This board could really, really use a Differential Equations forum since the field of differential equations is extremely vast (and it also happens to be what I'm taking right now), but since there isn't one, I'm going to post this thread here instead.

All right, so with that said, here goes. On Tuesday, I have to present the following to my class (presentations account for 10% of my grade):

Section 2.4, #28 (from Fundamentals of Differential Equations by Nagle, Saff and Snider)

For each of the following equations, find the most general function N(x, y) so that the equation is exact:

a. [y cos(xy) + e^x]dx + N(x, y)dy = 0

b. (ye^xy - 4yx^3 + 2)dx + N(x, y)dy = 0

Note: I will use a capital D to label partial derivatives instead of the squiggly D typically used (since I don't think I'm able to post it here). And, of course, integral(x)dx will of course mean the integral of x with respect to x. I'll try my best to be as detailed as possible regarding my thinking process.

Now, I know that in order for any ODE of the form M(x, y) + N(x, y)(dy/dx) to be exact, the partial derivative of M with respect to y must be equal to the partial derivative of N with respect to x (DM/Dy = DN/Dx).

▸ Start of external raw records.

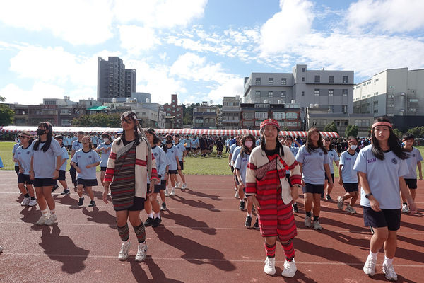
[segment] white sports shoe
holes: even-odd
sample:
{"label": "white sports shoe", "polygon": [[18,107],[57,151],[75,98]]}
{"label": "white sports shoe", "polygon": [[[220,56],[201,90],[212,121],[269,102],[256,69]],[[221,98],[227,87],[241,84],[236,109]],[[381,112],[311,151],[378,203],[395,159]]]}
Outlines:
{"label": "white sports shoe", "polygon": [[136,255],[136,261],[143,261],[146,260],[146,253],[147,253],[147,250],[148,250],[148,247],[146,242],[139,243],[139,248],[137,254]]}
{"label": "white sports shoe", "polygon": [[46,221],[49,219],[49,214],[43,213],[40,219],[35,223],[37,225],[44,225]]}
{"label": "white sports shoe", "polygon": [[128,258],[128,250],[131,247],[131,242],[129,241],[123,242],[121,246],[121,251],[118,254],[118,259],[119,260],[125,260]]}
{"label": "white sports shoe", "polygon": [[281,272],[281,275],[291,278],[295,276],[296,270],[298,270],[298,268],[296,267],[295,260],[293,259],[292,261],[285,260],[285,262],[284,262],[284,269],[283,270],[283,272]]}
{"label": "white sports shoe", "polygon": [[368,255],[368,258],[367,258],[367,261],[364,265],[364,272],[368,276],[374,276],[375,274],[375,264],[377,263],[377,259],[373,260],[371,258],[371,255]]}
{"label": "white sports shoe", "polygon": [[24,197],[23,200],[22,201],[22,202],[20,203],[20,205],[22,207],[26,207],[27,205],[28,205],[28,204],[30,203],[30,200],[31,200],[30,197]]}
{"label": "white sports shoe", "polygon": [[45,224],[52,226],[57,220],[57,216],[56,216],[56,214],[50,214],[50,217],[45,223]]}
{"label": "white sports shoe", "polygon": [[397,275],[394,272],[394,269],[393,269],[393,265],[383,263],[383,272],[386,275],[387,280],[397,280]]}
{"label": "white sports shoe", "polygon": [[265,260],[265,267],[264,271],[267,275],[273,275],[276,274],[276,259],[266,257]]}

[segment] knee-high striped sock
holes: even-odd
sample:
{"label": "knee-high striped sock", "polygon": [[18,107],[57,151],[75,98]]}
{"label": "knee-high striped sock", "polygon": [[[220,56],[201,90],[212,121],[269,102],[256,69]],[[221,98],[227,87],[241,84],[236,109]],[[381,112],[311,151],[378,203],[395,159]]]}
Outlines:
{"label": "knee-high striped sock", "polygon": [[265,252],[266,252],[266,256],[269,258],[274,258],[276,257],[276,243],[269,245],[265,242]]}
{"label": "knee-high striped sock", "polygon": [[136,232],[136,236],[137,236],[137,240],[139,240],[139,243],[144,243],[144,241],[146,240],[144,224],[141,222],[140,225],[133,228],[134,229],[134,232]]}
{"label": "knee-high striped sock", "polygon": [[295,248],[293,247],[293,242],[291,240],[285,243],[281,243],[283,246],[283,250],[284,250],[284,255],[288,261],[292,261],[295,258]]}
{"label": "knee-high striped sock", "polygon": [[117,225],[117,228],[118,229],[118,233],[119,234],[119,237],[121,237],[121,240],[122,240],[124,242],[127,241],[129,238],[128,224],[126,224],[123,227],[119,227]]}

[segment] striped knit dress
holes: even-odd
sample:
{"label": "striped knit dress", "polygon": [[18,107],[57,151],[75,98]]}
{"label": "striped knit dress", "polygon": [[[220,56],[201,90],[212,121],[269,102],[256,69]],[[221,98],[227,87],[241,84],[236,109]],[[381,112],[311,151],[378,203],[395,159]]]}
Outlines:
{"label": "striped knit dress", "polygon": [[284,156],[267,156],[260,146],[253,149],[246,172],[246,195],[255,195],[261,209],[259,224],[263,237],[278,236],[288,241],[297,234],[291,207],[293,198],[285,171],[290,173],[292,185],[300,185],[301,176],[295,156],[287,146]]}

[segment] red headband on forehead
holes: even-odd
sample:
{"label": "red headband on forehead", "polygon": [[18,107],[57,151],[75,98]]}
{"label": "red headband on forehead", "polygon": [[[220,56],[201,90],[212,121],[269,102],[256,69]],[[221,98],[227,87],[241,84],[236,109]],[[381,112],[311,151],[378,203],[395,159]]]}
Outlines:
{"label": "red headband on forehead", "polygon": [[371,129],[374,129],[377,126],[387,126],[389,128],[393,128],[393,126],[391,126],[391,124],[390,124],[389,122],[376,122],[375,123],[372,124]]}

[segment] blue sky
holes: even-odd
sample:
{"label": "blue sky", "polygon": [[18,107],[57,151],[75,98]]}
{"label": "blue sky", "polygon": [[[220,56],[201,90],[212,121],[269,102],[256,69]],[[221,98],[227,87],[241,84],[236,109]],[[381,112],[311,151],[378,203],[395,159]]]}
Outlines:
{"label": "blue sky", "polygon": [[[41,5],[40,3],[43,4]],[[422,0],[8,1],[0,10],[6,102],[96,97],[97,57],[137,70],[153,102],[243,95],[252,72],[424,67]]]}

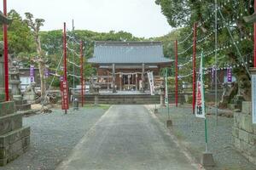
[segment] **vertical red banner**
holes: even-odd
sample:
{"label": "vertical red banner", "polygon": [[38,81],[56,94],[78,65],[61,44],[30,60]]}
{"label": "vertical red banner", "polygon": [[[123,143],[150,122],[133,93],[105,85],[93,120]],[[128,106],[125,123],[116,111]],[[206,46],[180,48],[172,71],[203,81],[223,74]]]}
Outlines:
{"label": "vertical red banner", "polygon": [[177,67],[177,41],[175,41],[175,105],[177,107],[178,102],[178,67]]}
{"label": "vertical red banner", "polygon": [[61,109],[68,110],[68,84],[67,81],[61,82]]}
{"label": "vertical red banner", "polygon": [[195,88],[196,88],[196,28],[197,24],[194,24],[194,38],[193,38],[193,101],[192,101],[192,107],[193,107],[193,114],[195,114]]}

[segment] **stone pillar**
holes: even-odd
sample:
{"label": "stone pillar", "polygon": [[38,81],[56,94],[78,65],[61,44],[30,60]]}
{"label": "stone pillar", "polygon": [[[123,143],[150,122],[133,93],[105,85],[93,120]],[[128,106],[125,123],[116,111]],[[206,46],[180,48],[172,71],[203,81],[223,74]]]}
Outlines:
{"label": "stone pillar", "polygon": [[145,64],[143,64],[142,92],[145,92]]}
{"label": "stone pillar", "polygon": [[113,84],[113,93],[116,93],[115,88],[115,65],[114,64],[112,65],[112,84]]}
{"label": "stone pillar", "polygon": [[135,76],[136,91],[137,91],[137,74]]}
{"label": "stone pillar", "polygon": [[119,74],[119,82],[120,82],[120,84],[119,84],[119,90],[122,91],[122,76],[123,75],[120,73]]}
{"label": "stone pillar", "polygon": [[131,75],[129,74],[128,75],[128,90],[131,90],[131,82],[130,82],[130,79],[131,79]]}

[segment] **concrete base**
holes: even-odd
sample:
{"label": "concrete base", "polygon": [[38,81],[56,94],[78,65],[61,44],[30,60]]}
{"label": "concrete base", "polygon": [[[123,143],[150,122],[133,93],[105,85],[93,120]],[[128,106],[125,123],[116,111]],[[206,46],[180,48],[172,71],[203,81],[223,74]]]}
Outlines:
{"label": "concrete base", "polygon": [[166,126],[167,126],[167,128],[172,127],[172,120],[167,120],[166,121]]}
{"label": "concrete base", "polygon": [[214,167],[214,160],[212,153],[204,152],[201,157],[201,164],[204,167]]}
{"label": "concrete base", "polygon": [[159,113],[159,112],[158,112],[158,109],[154,109],[154,114],[158,114],[158,113]]}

For a, the first equation, M(x, y) = y cos(xy) + e^x, and so therefore DM/Dy = x cos(xy)

The next thing I did was set x cos(xy) equal to DN/Dx:

x cos(xy) = DN/Dx

Multiplying both sides by Dx gives:

DN = x cos(xy) Dx

I suppose the next step would be to integrate both sides to isolate N(x, y) (I've never really dealt with integrals containing partial derivatives before this). I tried integration by parts, letting u = x, Dv = cos(xy) Dx, v = (1/y)sin(xy), and Du = Dx. Before I go on, I suppose I should make one small note on how I integrated Dv to get v. I used u-substitution (but actually to avoid confusion, I used w as my dummy variable instead of u), letting w = xy, Dw = y Dx, and Dx = Dw/y. Replacing all of this into the integral gives me (1/y)integral[cos(w)] Dw (note that (1/y) was factored out since it's being treated as a constant). I found the integral of that to be (1/y)sin(w) + f(y), and replacing w gives me (1/y)sin(xy) + f(y) (note how I put + f(y) instead of the usual + C). But I suppose at this point, it's okay to get rid of the f(y) part since after the full integration process is complete, I'll end up with only one f(y) instead of two. So, v = (1/y)sin(xy).

All right, enough of all of that. If we take u, Dv, v and Du and plug everything into the appropriate places of the integration by parts formula, I should get:

N(x, y) = (x/y)sin(xy) - (1/y)integral[sin(xy)] Dx (note that again I factored (1/y) out of the integral since I'm integrating with respect to x, and thus all y terms are treated as constants)

integral[sin(xy)] Dx looks like another substitution to me. I'll let z = xy, Dz = y Dx, Dx = Dz/y, which gives me (1/y)integral[sin(z)] Dz. The integral of that looks to be -(1/y)cos(z) + f(y), leading to -(1/y)cos(xy) + f(y). Now I ended up with:

N(x, y) = (x/y)sin(xy) + (y^-2)cos(xy) + f(y)

But when I take the partial derivative of that function with respect to x, I get:

DN/Dx = x cos(xy) + sin(xy) - (1/y)sin(xy).

If it weren't for that y in the denominator of the third term, the sin(xy) terms would both easily cancel out and I'd be left with x cos(xy), which matches the partial derivative of M(x, y) with respect to y.

So, where did I screw up? I haven't tried working with the second equation, but I definitely will tomorrow (it's just shortly past 2 AM right now), and anyone can certainly help me on that one as well.